Director Craig Moss’s Let Us In is a gateway horror film based on the urban legend of black-eyed children. As an early introduction for preteens to science fiction and horror elements, it offers some amusing sequences, but teens and adults will likely find the proceedings predictable and the humor corny.
Twelve-year-old Emily (Makenzie Moss) is still reeling from the accidental death of her older sister and has become the target of verbal bullying from the mean girls at her middle school. She is working on a science fair project to contact extraterrestrial life using common electronics parts with her best friend, 10-year-old Christopher (O’Neill Monahan). This is where childhood imagination or massive suspension of disbelief for viewers older than the early elementary school years becomes necessary, and I don’t mean that sarcastically.
Meanwhile, local teens start disappearing when intimidating black-eyed kids come calling, asking “Will you let us in?” These hoodie-wearing nasties won’t easily take no for an answer, and when they try to break into Emily’s house, no adults outside of her skeptical but loving parents — including the cops, of course — believe her.

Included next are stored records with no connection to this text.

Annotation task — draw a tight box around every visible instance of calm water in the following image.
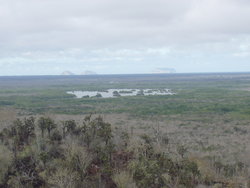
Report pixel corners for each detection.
[67,89,174,98]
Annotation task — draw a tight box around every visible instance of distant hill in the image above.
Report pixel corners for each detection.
[61,71,75,76]
[81,70,97,75]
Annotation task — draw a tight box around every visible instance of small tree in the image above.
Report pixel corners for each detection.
[38,117,47,137]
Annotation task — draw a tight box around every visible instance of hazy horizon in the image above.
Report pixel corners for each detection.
[0,0,250,76]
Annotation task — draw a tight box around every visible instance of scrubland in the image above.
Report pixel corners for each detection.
[0,73,250,188]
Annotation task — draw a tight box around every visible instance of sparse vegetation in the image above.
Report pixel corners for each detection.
[0,74,250,188]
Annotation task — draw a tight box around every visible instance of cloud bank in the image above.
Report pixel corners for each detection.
[0,0,250,75]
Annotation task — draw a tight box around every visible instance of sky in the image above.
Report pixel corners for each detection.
[0,0,250,76]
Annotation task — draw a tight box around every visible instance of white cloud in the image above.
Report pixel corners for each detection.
[0,0,250,74]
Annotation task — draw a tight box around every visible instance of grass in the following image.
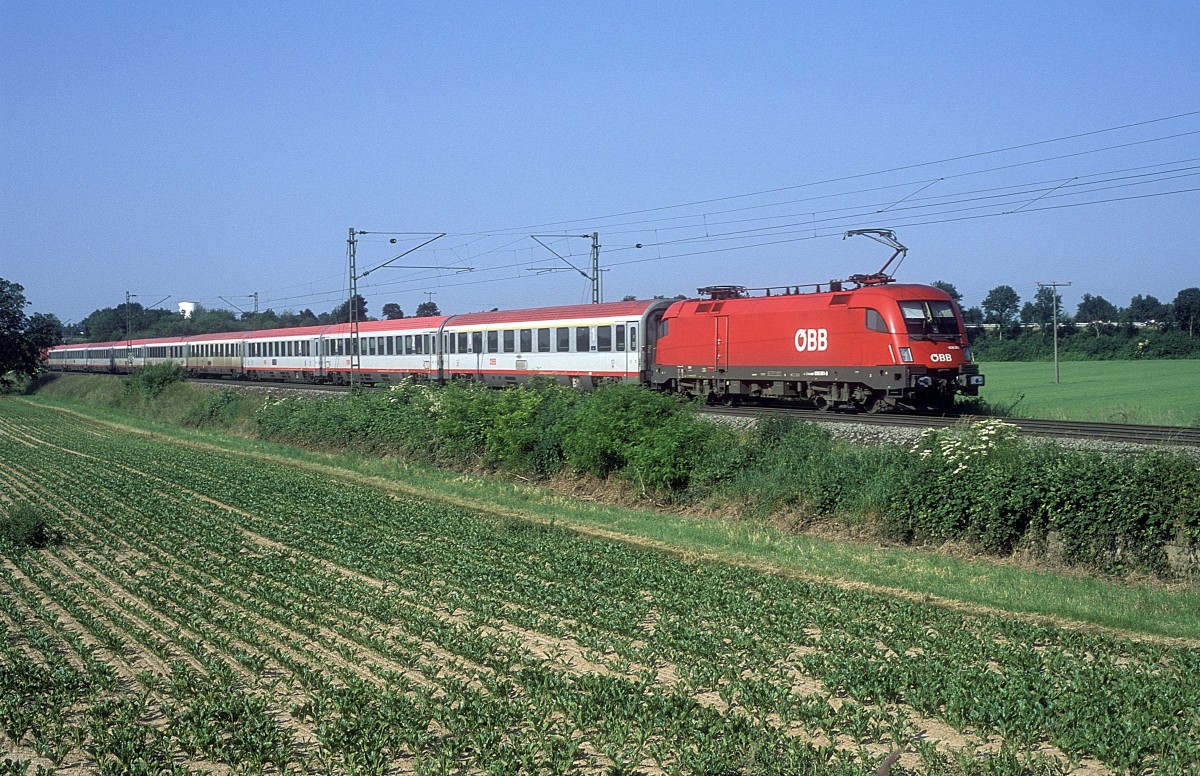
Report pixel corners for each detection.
[980,360,1200,426]
[16,389,1200,640]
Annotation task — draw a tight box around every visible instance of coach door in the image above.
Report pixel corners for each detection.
[713,315,730,372]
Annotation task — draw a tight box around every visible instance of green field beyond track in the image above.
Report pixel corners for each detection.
[979,360,1200,426]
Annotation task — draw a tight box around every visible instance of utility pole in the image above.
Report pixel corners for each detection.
[346,227,451,389]
[346,227,362,390]
[529,231,604,305]
[1038,281,1070,385]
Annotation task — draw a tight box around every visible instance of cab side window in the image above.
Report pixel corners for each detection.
[866,307,888,332]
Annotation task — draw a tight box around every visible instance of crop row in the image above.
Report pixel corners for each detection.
[0,402,1200,772]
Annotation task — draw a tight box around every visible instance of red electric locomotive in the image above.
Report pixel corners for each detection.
[650,229,984,413]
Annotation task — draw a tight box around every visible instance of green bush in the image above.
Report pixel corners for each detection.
[563,383,695,482]
[125,362,187,399]
[0,501,55,547]
[184,391,242,427]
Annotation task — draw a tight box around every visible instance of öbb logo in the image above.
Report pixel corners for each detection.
[796,329,829,353]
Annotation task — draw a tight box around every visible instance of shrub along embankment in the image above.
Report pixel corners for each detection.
[256,383,1200,577]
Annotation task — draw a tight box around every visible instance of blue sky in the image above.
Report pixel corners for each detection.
[0,0,1200,321]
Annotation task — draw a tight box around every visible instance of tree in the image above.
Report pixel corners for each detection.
[983,285,1021,337]
[1021,285,1069,327]
[1171,288,1200,337]
[0,277,62,389]
[320,294,367,324]
[930,281,962,303]
[1075,294,1117,337]
[1123,294,1168,324]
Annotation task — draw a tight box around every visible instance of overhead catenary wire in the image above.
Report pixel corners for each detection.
[175,110,1200,316]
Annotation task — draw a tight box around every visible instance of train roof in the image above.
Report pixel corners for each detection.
[448,299,662,326]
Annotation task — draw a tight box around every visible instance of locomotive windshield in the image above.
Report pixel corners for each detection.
[900,300,959,339]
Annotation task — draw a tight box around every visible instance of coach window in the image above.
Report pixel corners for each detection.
[596,326,612,353]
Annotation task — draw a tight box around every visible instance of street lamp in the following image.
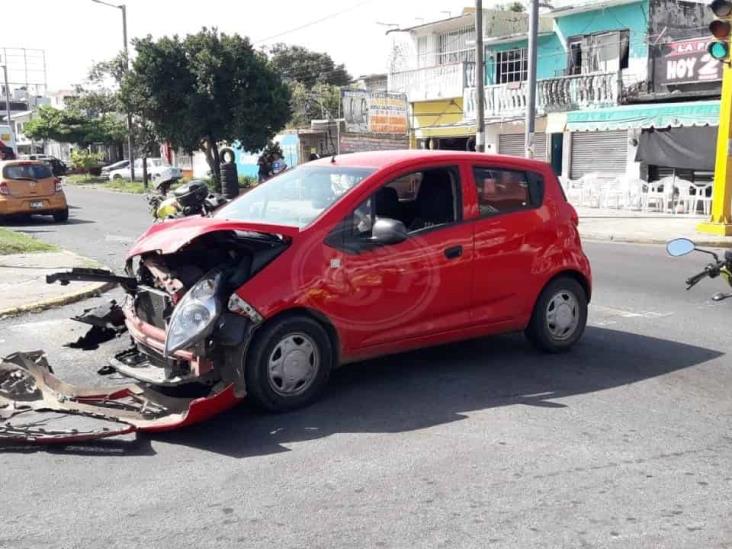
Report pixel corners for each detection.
[92,0,135,181]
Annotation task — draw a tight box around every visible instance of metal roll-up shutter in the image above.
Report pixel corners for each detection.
[569,130,628,179]
[498,133,546,160]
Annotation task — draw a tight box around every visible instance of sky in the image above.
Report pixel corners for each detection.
[0,0,506,90]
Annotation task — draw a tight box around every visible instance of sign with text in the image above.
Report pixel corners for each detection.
[341,90,408,134]
[656,38,722,86]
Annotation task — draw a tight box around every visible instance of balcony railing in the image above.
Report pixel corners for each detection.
[463,72,621,120]
[388,63,475,102]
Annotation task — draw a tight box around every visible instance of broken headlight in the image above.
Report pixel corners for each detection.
[165,271,223,357]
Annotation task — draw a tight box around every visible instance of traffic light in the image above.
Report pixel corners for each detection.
[707,0,732,63]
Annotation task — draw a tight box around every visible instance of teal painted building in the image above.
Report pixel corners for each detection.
[474,0,718,179]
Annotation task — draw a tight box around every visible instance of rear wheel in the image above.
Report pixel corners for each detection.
[526,277,587,353]
[244,316,335,412]
[53,208,69,223]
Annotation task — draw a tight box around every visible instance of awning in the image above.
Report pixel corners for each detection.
[567,101,719,131]
[635,127,717,172]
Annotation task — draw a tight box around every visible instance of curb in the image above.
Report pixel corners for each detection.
[0,249,117,319]
[0,282,116,319]
[580,232,732,248]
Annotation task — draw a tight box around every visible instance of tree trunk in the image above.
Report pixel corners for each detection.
[211,141,224,193]
[142,155,147,190]
[203,138,221,188]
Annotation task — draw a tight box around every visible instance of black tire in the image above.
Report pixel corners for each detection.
[219,147,236,164]
[53,208,69,223]
[244,316,335,412]
[525,276,587,353]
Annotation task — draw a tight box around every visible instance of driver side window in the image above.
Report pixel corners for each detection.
[348,167,462,240]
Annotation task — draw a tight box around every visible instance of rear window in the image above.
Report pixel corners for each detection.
[473,167,544,217]
[3,164,53,180]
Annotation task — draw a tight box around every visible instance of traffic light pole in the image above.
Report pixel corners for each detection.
[697,0,732,236]
[697,64,732,236]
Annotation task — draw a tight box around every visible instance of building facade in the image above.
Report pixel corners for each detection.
[389,0,721,183]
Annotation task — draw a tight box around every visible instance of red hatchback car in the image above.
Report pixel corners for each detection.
[113,151,591,411]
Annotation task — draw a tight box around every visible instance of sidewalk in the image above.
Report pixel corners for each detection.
[575,206,732,247]
[0,251,109,317]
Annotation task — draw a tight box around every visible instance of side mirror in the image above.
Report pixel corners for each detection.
[371,217,407,244]
[666,238,696,257]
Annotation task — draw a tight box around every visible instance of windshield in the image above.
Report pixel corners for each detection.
[215,165,375,227]
[3,164,53,179]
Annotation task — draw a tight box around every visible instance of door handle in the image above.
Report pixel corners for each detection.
[445,246,463,259]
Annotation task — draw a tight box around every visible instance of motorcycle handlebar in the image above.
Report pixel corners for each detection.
[686,261,725,290]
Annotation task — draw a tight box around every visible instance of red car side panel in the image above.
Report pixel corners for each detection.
[237,155,590,361]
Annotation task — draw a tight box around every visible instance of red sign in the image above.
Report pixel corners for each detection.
[656,38,722,86]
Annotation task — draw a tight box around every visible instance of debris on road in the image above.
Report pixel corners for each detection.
[66,299,127,351]
[0,351,240,444]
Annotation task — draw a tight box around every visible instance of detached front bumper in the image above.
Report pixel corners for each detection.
[0,351,240,443]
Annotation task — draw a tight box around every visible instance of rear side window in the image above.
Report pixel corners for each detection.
[3,164,53,180]
[473,167,544,217]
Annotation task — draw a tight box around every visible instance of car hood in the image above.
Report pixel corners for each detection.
[127,216,300,259]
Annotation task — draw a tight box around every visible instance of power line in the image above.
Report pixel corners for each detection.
[253,0,373,44]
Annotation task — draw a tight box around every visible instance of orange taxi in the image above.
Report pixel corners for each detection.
[0,160,69,223]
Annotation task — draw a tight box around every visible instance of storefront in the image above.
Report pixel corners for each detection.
[563,101,719,179]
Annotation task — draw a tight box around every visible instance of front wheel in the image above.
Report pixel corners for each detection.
[526,277,587,353]
[244,316,335,412]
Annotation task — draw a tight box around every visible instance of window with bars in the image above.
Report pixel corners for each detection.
[567,30,630,75]
[437,27,475,65]
[496,48,529,84]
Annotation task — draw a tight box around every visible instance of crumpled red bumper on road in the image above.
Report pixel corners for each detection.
[0,351,241,444]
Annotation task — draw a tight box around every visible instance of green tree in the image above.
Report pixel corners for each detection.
[496,1,526,13]
[71,149,103,173]
[289,82,341,128]
[269,44,353,89]
[121,28,290,188]
[23,105,126,147]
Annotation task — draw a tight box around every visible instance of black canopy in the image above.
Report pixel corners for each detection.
[635,126,717,172]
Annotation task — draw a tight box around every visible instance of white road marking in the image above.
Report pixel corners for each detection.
[104,234,135,244]
[589,305,673,326]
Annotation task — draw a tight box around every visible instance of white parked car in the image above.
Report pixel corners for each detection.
[102,160,130,177]
[109,158,182,181]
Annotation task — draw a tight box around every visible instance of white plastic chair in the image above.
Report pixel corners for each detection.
[601,177,628,210]
[643,177,674,212]
[689,183,712,215]
[559,177,583,206]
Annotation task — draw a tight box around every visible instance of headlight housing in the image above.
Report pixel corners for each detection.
[164,271,223,358]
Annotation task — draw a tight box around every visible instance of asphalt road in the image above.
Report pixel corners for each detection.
[0,189,732,548]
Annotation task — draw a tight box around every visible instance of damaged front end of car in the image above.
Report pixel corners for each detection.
[0,218,291,442]
[118,225,289,397]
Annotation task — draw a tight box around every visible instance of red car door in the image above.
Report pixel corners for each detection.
[470,162,556,325]
[327,165,473,350]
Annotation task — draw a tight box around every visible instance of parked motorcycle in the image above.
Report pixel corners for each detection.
[666,238,732,301]
[147,170,228,221]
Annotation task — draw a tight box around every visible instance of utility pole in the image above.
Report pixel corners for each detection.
[475,0,485,152]
[3,60,13,146]
[524,0,539,158]
[696,0,732,236]
[92,0,135,186]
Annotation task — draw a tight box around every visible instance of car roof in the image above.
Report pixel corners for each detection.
[0,158,48,168]
[306,149,547,171]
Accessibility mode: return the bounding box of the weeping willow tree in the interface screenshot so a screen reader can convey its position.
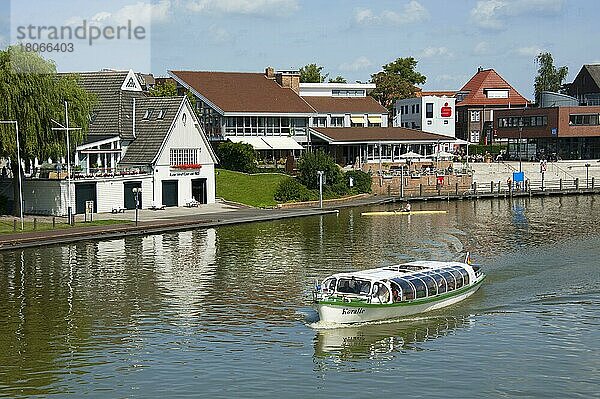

When a close friend of hers disappears, our daring duo of Emily and the reluctant Christopher go searching for the truth. It seems that creepy elderly neighbor Mr. Munch (Tobin Bell) may have some vital information about the black-eyed villains.
As seasoned genre-film fans can already tell, the Let Us In screenplay by Moss and Joe Callero follows familiar beats galore, so there are no huge surprises in store. Other issues include the fact that the villains are made vulnerable by a certain element, but that element seemingly had no negative effect on them earlier in the story (no spoilers here). The dialogue is loaded with awkward slang jokes and lines such as “I think I just sharted.”
As mentioned earlier, where Let Us In works best is as a gateway science fiction–horror film for youngsters interested in the genre but not ready for heavier stuff, or whose parents want to avoid sexual content. Fright-fare fans have fond memories of their first such movies, whether they were the original Invaders from Mars, Ben, Gremlins, The Monster Squad, or the like. For some kids, this will be one of their first gateway films. With that in mind, Moss succeeds in delivering a technically sound film that is a lighthearted introduction to scare-fare tropes without being gory or overly scary.
Let Us In, from Samuel Goldwyn Films, will be available On Demand and Digital from July 2, 2021.